Like He, Zhou Qi views her work as a form of cultural exchange. Having traveled to 38 countries, she describes guiding as "a way to help people understand China better".

"At first, I just loved traveling," she said. "But then I realized guiding is also a way to correct misunderstandings. Many foreigners imagine China as unsafe or chaotic. Talking with them helps bridge such gaps."

She has led vinyl collectors to hidden record shops in Beijing, anime fans to subculture stores, and families on rickshaw rides through hutong, where elderly residents welcomed them with traditional music.

"At the end of the tour, many told me their impressions of China had changed. That's the most rewarding part," Zhou said.

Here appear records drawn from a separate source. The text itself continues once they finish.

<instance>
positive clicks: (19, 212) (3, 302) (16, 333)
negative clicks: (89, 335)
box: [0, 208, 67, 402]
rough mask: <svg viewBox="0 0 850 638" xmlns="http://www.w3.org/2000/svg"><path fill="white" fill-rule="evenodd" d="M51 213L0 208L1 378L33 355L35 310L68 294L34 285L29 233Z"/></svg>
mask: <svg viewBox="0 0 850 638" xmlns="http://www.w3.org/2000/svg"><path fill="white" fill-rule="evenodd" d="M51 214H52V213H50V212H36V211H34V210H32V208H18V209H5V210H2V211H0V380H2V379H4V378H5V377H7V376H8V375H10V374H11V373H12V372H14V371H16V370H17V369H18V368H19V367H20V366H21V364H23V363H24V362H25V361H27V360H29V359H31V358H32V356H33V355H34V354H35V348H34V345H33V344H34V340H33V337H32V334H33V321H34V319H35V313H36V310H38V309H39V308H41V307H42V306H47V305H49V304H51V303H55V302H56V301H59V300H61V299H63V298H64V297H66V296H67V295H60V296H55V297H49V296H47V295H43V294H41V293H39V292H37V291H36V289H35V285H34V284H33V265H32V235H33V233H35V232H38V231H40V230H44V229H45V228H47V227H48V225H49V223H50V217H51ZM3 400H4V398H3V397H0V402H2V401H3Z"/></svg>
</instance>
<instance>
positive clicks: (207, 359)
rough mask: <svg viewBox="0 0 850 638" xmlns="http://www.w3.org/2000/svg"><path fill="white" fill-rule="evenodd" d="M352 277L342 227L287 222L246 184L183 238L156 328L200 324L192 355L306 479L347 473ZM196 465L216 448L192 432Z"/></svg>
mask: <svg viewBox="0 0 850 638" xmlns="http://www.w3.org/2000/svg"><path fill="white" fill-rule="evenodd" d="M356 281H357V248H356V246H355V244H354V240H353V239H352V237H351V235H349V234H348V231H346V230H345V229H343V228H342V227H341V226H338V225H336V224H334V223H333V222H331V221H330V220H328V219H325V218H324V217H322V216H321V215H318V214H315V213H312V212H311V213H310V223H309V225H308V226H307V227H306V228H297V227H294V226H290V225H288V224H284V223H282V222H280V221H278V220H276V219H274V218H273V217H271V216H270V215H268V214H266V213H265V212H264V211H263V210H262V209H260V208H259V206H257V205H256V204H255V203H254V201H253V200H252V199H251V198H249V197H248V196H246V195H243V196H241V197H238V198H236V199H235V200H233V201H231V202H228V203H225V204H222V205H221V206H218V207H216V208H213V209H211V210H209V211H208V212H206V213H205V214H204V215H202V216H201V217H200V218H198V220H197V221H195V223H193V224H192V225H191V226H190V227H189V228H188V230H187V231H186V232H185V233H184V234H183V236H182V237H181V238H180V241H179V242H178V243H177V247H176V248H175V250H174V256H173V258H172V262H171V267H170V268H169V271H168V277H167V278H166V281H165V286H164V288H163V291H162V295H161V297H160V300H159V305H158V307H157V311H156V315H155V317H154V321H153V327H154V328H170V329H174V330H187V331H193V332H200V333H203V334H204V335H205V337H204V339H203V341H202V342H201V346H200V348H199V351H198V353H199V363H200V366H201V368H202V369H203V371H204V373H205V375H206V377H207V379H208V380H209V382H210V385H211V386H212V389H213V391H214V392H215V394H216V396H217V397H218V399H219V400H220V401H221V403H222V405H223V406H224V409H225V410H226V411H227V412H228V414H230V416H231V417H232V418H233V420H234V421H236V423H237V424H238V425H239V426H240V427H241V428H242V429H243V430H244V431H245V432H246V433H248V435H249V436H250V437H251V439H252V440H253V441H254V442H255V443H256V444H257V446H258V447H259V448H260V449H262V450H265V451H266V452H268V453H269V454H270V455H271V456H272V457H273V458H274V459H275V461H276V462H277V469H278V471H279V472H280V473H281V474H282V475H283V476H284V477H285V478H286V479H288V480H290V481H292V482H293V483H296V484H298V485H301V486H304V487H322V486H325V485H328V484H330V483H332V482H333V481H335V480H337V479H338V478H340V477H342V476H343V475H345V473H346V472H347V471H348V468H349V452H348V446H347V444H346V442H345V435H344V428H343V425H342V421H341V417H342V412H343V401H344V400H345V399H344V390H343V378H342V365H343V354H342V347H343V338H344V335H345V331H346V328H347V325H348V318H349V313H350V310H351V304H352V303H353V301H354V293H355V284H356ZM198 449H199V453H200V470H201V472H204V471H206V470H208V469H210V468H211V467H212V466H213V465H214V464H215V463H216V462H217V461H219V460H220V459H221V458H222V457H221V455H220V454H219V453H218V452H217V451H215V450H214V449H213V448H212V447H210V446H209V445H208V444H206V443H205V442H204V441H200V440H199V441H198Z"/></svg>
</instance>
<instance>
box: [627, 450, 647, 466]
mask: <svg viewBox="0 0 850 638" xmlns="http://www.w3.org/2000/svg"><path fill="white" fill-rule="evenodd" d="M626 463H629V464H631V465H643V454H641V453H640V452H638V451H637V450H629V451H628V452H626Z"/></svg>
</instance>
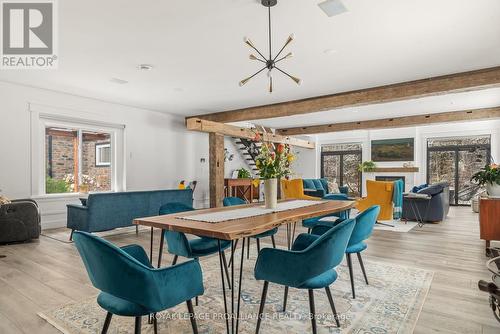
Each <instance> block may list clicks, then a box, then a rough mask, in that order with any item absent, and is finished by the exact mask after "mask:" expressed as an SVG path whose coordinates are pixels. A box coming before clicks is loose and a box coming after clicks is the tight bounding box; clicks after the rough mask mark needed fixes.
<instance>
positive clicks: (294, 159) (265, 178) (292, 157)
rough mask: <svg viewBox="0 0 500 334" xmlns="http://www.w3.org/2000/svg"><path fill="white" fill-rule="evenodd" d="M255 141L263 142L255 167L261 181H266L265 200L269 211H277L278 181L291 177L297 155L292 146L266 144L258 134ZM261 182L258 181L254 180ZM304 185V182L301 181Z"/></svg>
mask: <svg viewBox="0 0 500 334" xmlns="http://www.w3.org/2000/svg"><path fill="white" fill-rule="evenodd" d="M254 140H255V141H261V147H260V153H259V155H258V156H257V157H256V158H255V165H256V167H257V169H258V171H259V177H260V179H262V180H264V200H265V203H266V208H267V209H275V208H276V205H277V201H278V181H277V180H278V179H280V178H286V177H289V176H290V175H291V173H292V170H291V164H292V162H293V161H294V160H295V155H294V154H293V153H292V151H291V149H290V145H287V144H282V143H279V144H277V145H274V144H273V143H270V142H266V141H264V140H263V139H262V137H261V135H260V134H259V133H257V134H256V135H255V138H254ZM254 181H256V182H259V181H258V179H256V180H254ZM300 183H301V184H302V180H300Z"/></svg>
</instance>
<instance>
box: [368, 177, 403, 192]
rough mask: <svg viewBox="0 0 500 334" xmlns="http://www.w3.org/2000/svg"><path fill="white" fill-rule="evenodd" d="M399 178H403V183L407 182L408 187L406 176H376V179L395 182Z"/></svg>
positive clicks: (397, 179)
mask: <svg viewBox="0 0 500 334" xmlns="http://www.w3.org/2000/svg"><path fill="white" fill-rule="evenodd" d="M397 180H403V183H404V184H405V188H406V179H405V177H404V176H382V175H376V176H375V181H387V182H394V181H397ZM403 191H406V189H404V190H403Z"/></svg>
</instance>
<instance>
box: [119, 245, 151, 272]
mask: <svg viewBox="0 0 500 334" xmlns="http://www.w3.org/2000/svg"><path fill="white" fill-rule="evenodd" d="M121 249H122V250H123V251H124V252H125V253H127V254H128V255H130V256H132V257H133V258H134V259H136V260H137V261H139V262H140V263H142V264H143V265H145V266H147V267H150V268H152V266H151V262H150V261H149V258H148V255H147V254H146V251H145V250H144V248H142V247H141V246H139V245H135V244H134V245H127V246H123V247H121Z"/></svg>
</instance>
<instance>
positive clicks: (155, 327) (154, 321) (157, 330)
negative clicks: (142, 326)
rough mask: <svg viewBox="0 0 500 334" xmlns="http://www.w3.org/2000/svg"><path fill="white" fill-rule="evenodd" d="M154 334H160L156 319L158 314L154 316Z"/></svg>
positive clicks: (153, 316)
mask: <svg viewBox="0 0 500 334" xmlns="http://www.w3.org/2000/svg"><path fill="white" fill-rule="evenodd" d="M153 333H154V334H158V319H157V318H156V313H155V314H153Z"/></svg>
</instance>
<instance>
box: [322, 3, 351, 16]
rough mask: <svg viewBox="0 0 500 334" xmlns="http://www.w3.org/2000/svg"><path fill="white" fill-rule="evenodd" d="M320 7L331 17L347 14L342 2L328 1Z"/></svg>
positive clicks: (328, 15)
mask: <svg viewBox="0 0 500 334" xmlns="http://www.w3.org/2000/svg"><path fill="white" fill-rule="evenodd" d="M318 6H319V8H321V10H323V11H324V12H325V14H326V15H328V16H329V17H332V16H335V15H339V14H342V13H345V12H347V8H346V7H345V6H344V4H343V3H342V2H341V1H340V0H326V1H323V2H321V3H319V4H318Z"/></svg>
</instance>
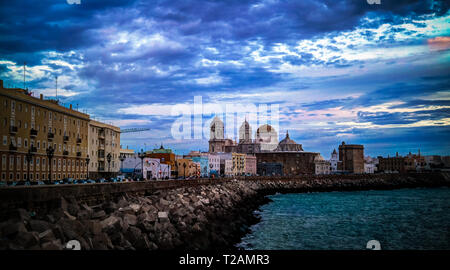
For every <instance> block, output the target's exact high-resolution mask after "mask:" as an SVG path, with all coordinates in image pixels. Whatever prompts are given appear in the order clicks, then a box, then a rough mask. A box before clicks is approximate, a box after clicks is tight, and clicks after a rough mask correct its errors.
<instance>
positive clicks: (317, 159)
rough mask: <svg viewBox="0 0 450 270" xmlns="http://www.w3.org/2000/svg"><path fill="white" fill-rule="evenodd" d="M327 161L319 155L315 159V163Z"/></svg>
mask: <svg viewBox="0 0 450 270" xmlns="http://www.w3.org/2000/svg"><path fill="white" fill-rule="evenodd" d="M324 160H325V159H324V158H323V157H322V155H321V154H318V155H317V156H316V157H315V158H314V161H324Z"/></svg>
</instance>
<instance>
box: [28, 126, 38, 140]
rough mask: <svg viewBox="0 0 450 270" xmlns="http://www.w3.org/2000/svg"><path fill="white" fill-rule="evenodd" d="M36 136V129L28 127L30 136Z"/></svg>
mask: <svg viewBox="0 0 450 270" xmlns="http://www.w3.org/2000/svg"><path fill="white" fill-rule="evenodd" d="M36 136H37V130H35V129H34V128H32V129H30V137H31V138H34V137H36Z"/></svg>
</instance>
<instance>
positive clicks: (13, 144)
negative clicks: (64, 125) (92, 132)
mask: <svg viewBox="0 0 450 270" xmlns="http://www.w3.org/2000/svg"><path fill="white" fill-rule="evenodd" d="M9 142H10V144H12V145H13V146H15V147H22V138H21V137H18V138H17V142H16V139H15V138H14V137H10V138H9ZM50 144H51V143H50V142H49V145H50ZM3 145H4V146H6V145H9V143H8V136H6V135H5V136H3ZM30 146H32V147H36V148H37V149H41V141H39V140H38V141H36V142H35V141H34V140H33V139H30ZM58 146H59V147H58ZM23 147H24V148H28V139H23ZM57 147H58V148H57ZM42 149H47V142H46V141H43V142H42ZM53 149H55V151H59V152H62V151H68V152H69V153H70V152H73V153H75V152H86V147H80V146H77V147H76V148H75V145H72V147H70V145H69V146H68V145H66V144H59V145H57V144H56V143H54V144H53Z"/></svg>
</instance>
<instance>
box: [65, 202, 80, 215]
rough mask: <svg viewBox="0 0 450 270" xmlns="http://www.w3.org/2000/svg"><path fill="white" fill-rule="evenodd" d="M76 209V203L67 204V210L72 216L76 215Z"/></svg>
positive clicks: (77, 204) (67, 211) (77, 207)
mask: <svg viewBox="0 0 450 270" xmlns="http://www.w3.org/2000/svg"><path fill="white" fill-rule="evenodd" d="M78 211H80V207H79V206H78V204H76V203H70V204H69V205H67V212H69V214H71V215H72V216H77V214H78Z"/></svg>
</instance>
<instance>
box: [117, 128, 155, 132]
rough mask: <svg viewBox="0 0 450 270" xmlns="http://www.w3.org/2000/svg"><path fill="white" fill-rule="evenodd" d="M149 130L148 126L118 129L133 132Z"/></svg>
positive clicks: (124, 130)
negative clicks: (143, 126) (142, 127)
mask: <svg viewBox="0 0 450 270" xmlns="http://www.w3.org/2000/svg"><path fill="white" fill-rule="evenodd" d="M146 130H150V129H149V128H124V129H121V130H120V133H133V132H141V131H146Z"/></svg>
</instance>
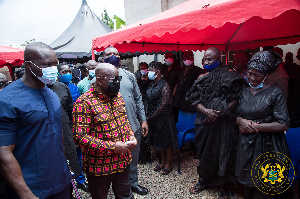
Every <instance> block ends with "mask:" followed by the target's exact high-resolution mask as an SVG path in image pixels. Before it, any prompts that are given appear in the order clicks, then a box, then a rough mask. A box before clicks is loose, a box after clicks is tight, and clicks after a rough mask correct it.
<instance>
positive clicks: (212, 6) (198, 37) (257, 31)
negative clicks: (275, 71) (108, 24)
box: [93, 0, 300, 53]
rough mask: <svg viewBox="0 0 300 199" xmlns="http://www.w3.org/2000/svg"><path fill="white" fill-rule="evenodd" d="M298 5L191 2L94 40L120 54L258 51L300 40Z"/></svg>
mask: <svg viewBox="0 0 300 199" xmlns="http://www.w3.org/2000/svg"><path fill="white" fill-rule="evenodd" d="M299 21H300V1H299V0H288V1H286V0H231V1H228V0H227V1H226V0H225V1H224V0H216V1H212V0H203V1H199V0H189V1H186V2H184V3H182V4H180V5H178V6H176V7H174V8H172V9H169V10H167V11H165V12H162V13H160V14H158V15H156V16H153V17H151V18H148V19H145V20H142V21H140V22H137V23H135V24H132V25H130V26H127V27H124V28H122V29H119V30H117V31H114V32H111V33H108V34H105V35H102V36H99V37H97V38H94V39H93V49H95V50H97V51H103V50H104V49H105V48H106V47H108V46H110V45H112V46H114V47H116V48H117V49H118V50H119V52H123V53H126V52H136V51H139V52H145V51H146V52H152V51H155V52H158V51H160V50H161V51H163V52H164V51H167V50H168V51H172V50H175V51H178V50H183V51H184V50H206V49H207V48H209V47H211V46H215V47H218V48H219V49H220V50H226V51H227V50H244V49H247V48H252V49H255V48H257V47H262V46H267V45H279V44H281V45H285V44H288V43H292V44H294V43H297V42H299V41H300V26H299Z"/></svg>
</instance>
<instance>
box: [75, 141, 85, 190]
mask: <svg viewBox="0 0 300 199" xmlns="http://www.w3.org/2000/svg"><path fill="white" fill-rule="evenodd" d="M76 152H77V157H78V161H79V164H80V175H79V176H78V177H77V178H75V180H76V182H77V183H78V184H83V183H84V182H85V176H84V175H83V173H82V151H81V147H80V146H78V147H76Z"/></svg>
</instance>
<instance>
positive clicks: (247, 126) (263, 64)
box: [235, 51, 289, 199]
mask: <svg viewBox="0 0 300 199" xmlns="http://www.w3.org/2000/svg"><path fill="white" fill-rule="evenodd" d="M281 62H282V59H281V57H280V56H279V55H278V54H277V53H275V52H273V51H262V52H258V53H256V54H255V55H254V56H253V57H252V58H251V59H250V61H249V62H248V64H247V67H248V72H247V78H248V80H249V85H250V87H248V88H245V89H244V90H243V92H242V95H241V96H240V99H239V107H238V117H237V119H236V122H237V124H238V126H239V132H240V134H239V139H238V147H237V160H236V171H235V173H236V175H237V177H238V182H240V183H241V184H243V185H245V198H246V199H248V198H264V199H265V198H288V197H286V196H283V195H282V194H281V195H279V194H277V193H276V190H277V191H278V193H279V192H284V191H285V190H283V187H282V186H281V187H280V186H278V188H276V189H274V190H272V189H271V188H270V189H267V187H268V186H270V187H272V188H274V187H275V186H276V184H275V182H272V183H273V184H272V183H271V182H267V181H268V179H271V178H268V177H271V176H268V173H269V172H265V174H266V175H264V171H263V170H265V171H268V169H269V168H271V167H270V166H275V165H279V163H276V162H277V161H279V160H278V158H279V157H280V156H282V157H284V156H287V157H289V149H288V145H287V142H286V139H285V136H284V131H286V130H288V129H289V115H288V110H287V106H286V102H285V99H284V96H283V95H282V94H281V91H280V90H279V89H278V88H277V87H276V86H275V85H269V84H268V83H267V82H264V80H265V79H266V76H267V75H268V74H270V73H272V72H274V71H275V70H276V68H277V67H278V66H279V64H280V63H281ZM271 153H272V154H273V156H276V158H271V159H270V156H268V155H267V154H271ZM277 155H279V156H278V158H277ZM258 160H260V161H258ZM269 160H270V161H271V162H270V163H269V164H268V165H267V164H266V165H263V164H264V163H266V161H269ZM257 164H262V165H261V167H255V165H257ZM282 166H283V165H281V166H280V167H281V168H283V167H282ZM277 167H278V166H277ZM277 167H276V168H277ZM256 168H258V171H255V169H256ZM275 170H276V169H275ZM287 172H288V169H285V173H283V174H286V175H287ZM257 174H262V175H259V176H256V177H259V179H260V181H259V180H258V181H256V180H255V179H256V178H255V175H257ZM264 178H267V180H266V179H264ZM264 180H265V181H264ZM280 189H282V190H280ZM274 191H275V192H274ZM271 194H274V196H272V195H271ZM284 194H286V192H285V193H284Z"/></svg>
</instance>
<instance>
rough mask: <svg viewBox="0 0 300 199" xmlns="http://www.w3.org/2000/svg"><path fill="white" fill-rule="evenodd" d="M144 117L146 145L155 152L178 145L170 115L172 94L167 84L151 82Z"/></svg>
mask: <svg viewBox="0 0 300 199" xmlns="http://www.w3.org/2000/svg"><path fill="white" fill-rule="evenodd" d="M145 110H146V117H147V122H148V126H149V133H148V136H147V138H146V143H147V144H148V145H151V146H154V148H155V149H156V150H165V149H168V148H173V149H174V148H176V147H177V145H178V141H177V131H176V126H175V120H174V117H173V115H172V114H171V110H172V93H171V89H170V86H169V84H168V83H167V82H166V81H165V80H164V79H161V80H159V81H158V82H157V83H155V82H153V83H152V84H150V86H149V87H148V89H147V93H146V106H145Z"/></svg>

Sometimes, her work carries unexpected weight. Zhou recalled one client collapsing from heatstroke during a sports event last summer. "I stayed calm, paid the medical fees, and contacted his family," she said. "It was stressful, but it built trust across borders."

Thanks to China's visa-free policy, the client's wife was able to fly in from Australia within days.

For Zhou, each journey has meaning. "Some of my guests are elderly and may only visit China once in their lifetime. It's precious to know that we spent a meaningful day together," she said.

That same sense of purpose drives Dinna (pseudonym) in Shanghai. On a humid summer afternoon, she led a group of foreign visitors along the Bund, one of the city's most famous landmarks. As they posed against Pudong's glittering skyline, she held up a black-and-white photo of the area in the 1990s — when it was still farmland.

"Back then, there was nothing here," she said. "The Oriental Pearl Tower was the first to rise, and now we have the 'kitchen trio' of skyscrapers."

For her guests, the skyline symbolizes China's transformation. For Dinna, it mirrors her own — from a nine-to-five office worker to a professional guide. A decade ago, she quit her job to set off on a solo journey across South America. "I didn't know where it would lead me," she recalled. "But I wanted a challenge."